Saturday, January 3, 2015

New Year, New Birds!

     For Christmas, my husband was generous enough to treat me to a binocular harness, a monopod, and a head to attach our camera to the monopod (isn't that what every girl wants?!). So, of course I wanted to try them all out!
     My first attempt to use the monopod was yesterday, at Drier-Offerman/Calvert Vaux Park. Of course I didn't really use it, because I didn't feel much need to. I saw some wonderful ducks, including my first Gadwall pair! It was cold, and before work, so it was a rather short trip.
     My second attempt to use the monopod was today, in the West Village in Manhattan. It made me look like Papparazzi and folks did ask me who I saw. I was like the Papparazzi in a way, as I joined a group of people who all came to see the Couch's Kingbird, a bird from Southern Texas who came to see NYC for the holidays, but is too cool for 5th Avenue and all the tourist stuff.
     Pretty much, there are a lot of pictures and as usual, I will let them do the majority of the talking:
Drier-Offerman, 1/2/15:
Red Breasted Merganser pair at sunrise. Despite the bone chilling cold, seeing birds in the warmth of the rising sun totally makes getting out in winter totally worthwhile!
Lesser scaup among the wrecks. I am happy to say that I could ID these birds positively as Lesser scaup. I have seen rafts of scaup but could never tell the difference, but am happy to say I now can. If these were greater scaup they'd have a rounder, fuller head, the backs of the heads of lesser scaup slopes. Glad I can put them down in my book!
I love sea ducks! My work at Central Park Zoo, teaching about these birds has given me a major appreciation for them, and they look really great during these cold months!
West Village, New York, NY, 1/3/15:
I walked down west 11th street with my binoculars in hand, ready to peek at any bird I saw. Thankfully the locals know what a person with binoculars is there for. A friendly woman asked me if I'm looking for "the bird" and I said yes, "have you seen it?" She kindly pointed me towards the Bleecker Playground where she saw people looking at "the bird." I thanked her, and with a little skip in my step, got over to where about 7 others were on "the bird." This was my first sight of the Couch's Kingbird. 
The Couch's Kingbird is from South Texas, why it's here? Who knows! This bird is the first of it's species in NY, and in the West Village, of all places!This bird has been reported in the area since Christmas Eve.
Another Kingbird is still in the area, that also is not normally ever in these parts, a Cassin's Kingbird is still being reported over in Floyd Bennett Field in Brooklyn. To tell the two apart? The Couch's has a thicker bill, also note the strong notch in the tail.
A little crouch and ruffle...
...onto the next tree! Incoming!
These birds are flycatchers, they fly with some serious style and grace to grab insects on the wing. This bird has been observed doing so, but today we watched him eat some berries from some trees on Bank street with some robins and cardinals.
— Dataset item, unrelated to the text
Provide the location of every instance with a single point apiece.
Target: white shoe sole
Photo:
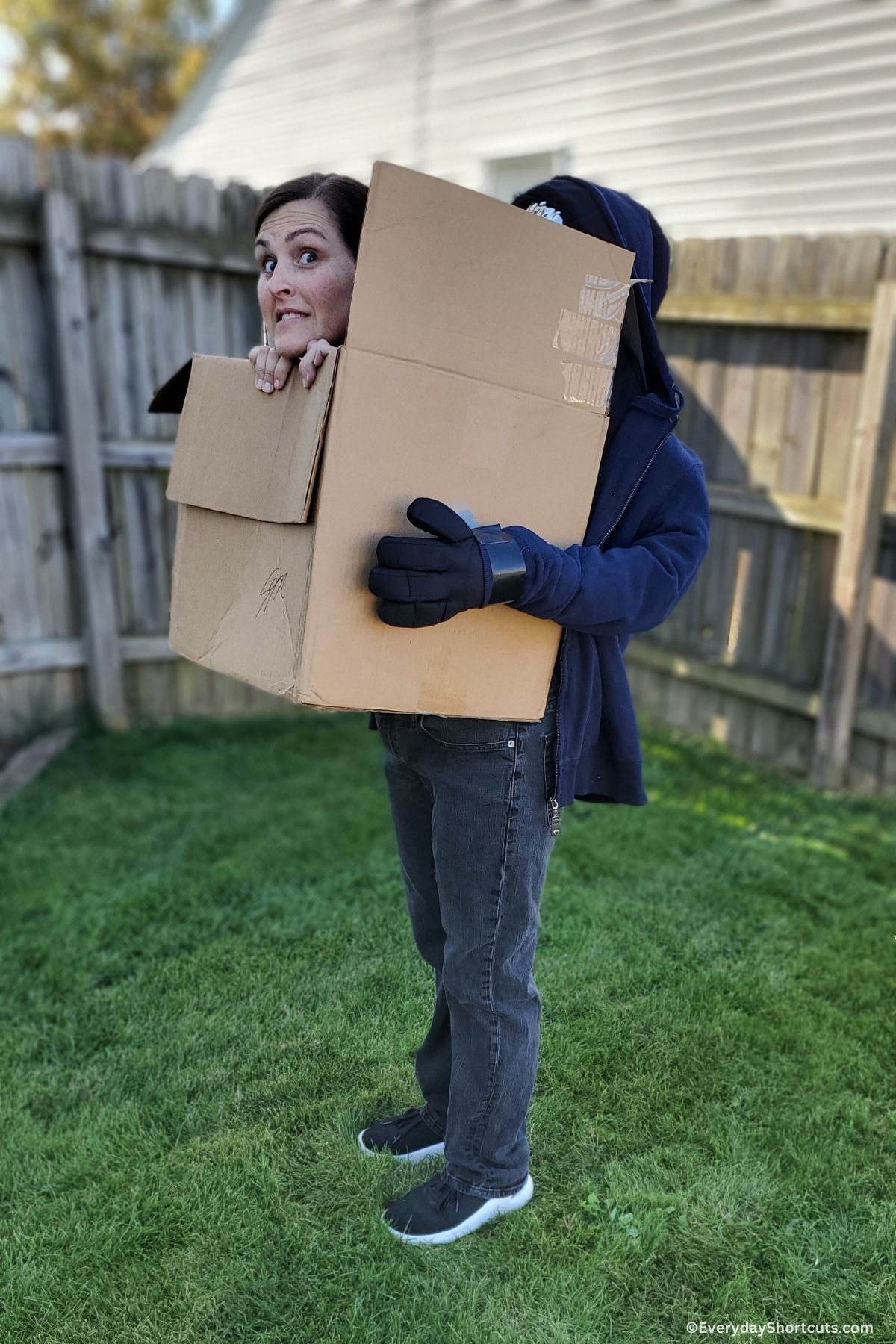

Now the whole reason I started this blog was specially because of instances like today. I am fascinated by finding nature in what are considered fairly unlikely places. If you take some time to stop and smell the roses, like I did today, not only did I get a life bird on a fire escape, I also saw in this small urban area, a cooper's hawk and red tail hawk interacting in the sky above us, saw and heard the song of the white throated sparrow, watched a nuthatch walk into view with the king bird and the quarreling hawks above, watched robins gorge on berries, and met the least shy yellow-bellied sapsucker ever on a tree that it appeared to frequent as it was full of sap wells. Just in the middle of the city.
If only the people in this apartment knew...
Just a rare bird on a fire escape in a trendy portion of NYC.

Some more berries were eaten here.


Last saw him here over the playground.
A little blip in the big city, he's up on the upper right. He did fly away and then we got another show to distract us.
Cue the yellow-bellied sapsucker. When I have seen these birds they seem so shy! Not this guy!
How perfect is that camouflage! He matches the lichen on this tree! He was totally picking some insects out that were hiding in the bark.
I am always reminded by the Honeymooner's and now here I am looking at the native yellow-bellied sapsucker, in NYC, and actually looking at the bird that isn't seen for thousands of miles from here! Edward Norton would be so proud!
Having him so close gives a great view of how their tail is pointed and used to help the bird prop up against the tree.
This bird, with its plumage, looks to be an immature bird. And probably a male, as it's developing a red bib (females have a black bib). Adults have much bolder markings.

A happy healthy new year to all, and hopefully a good 2015 for wildlife sightings!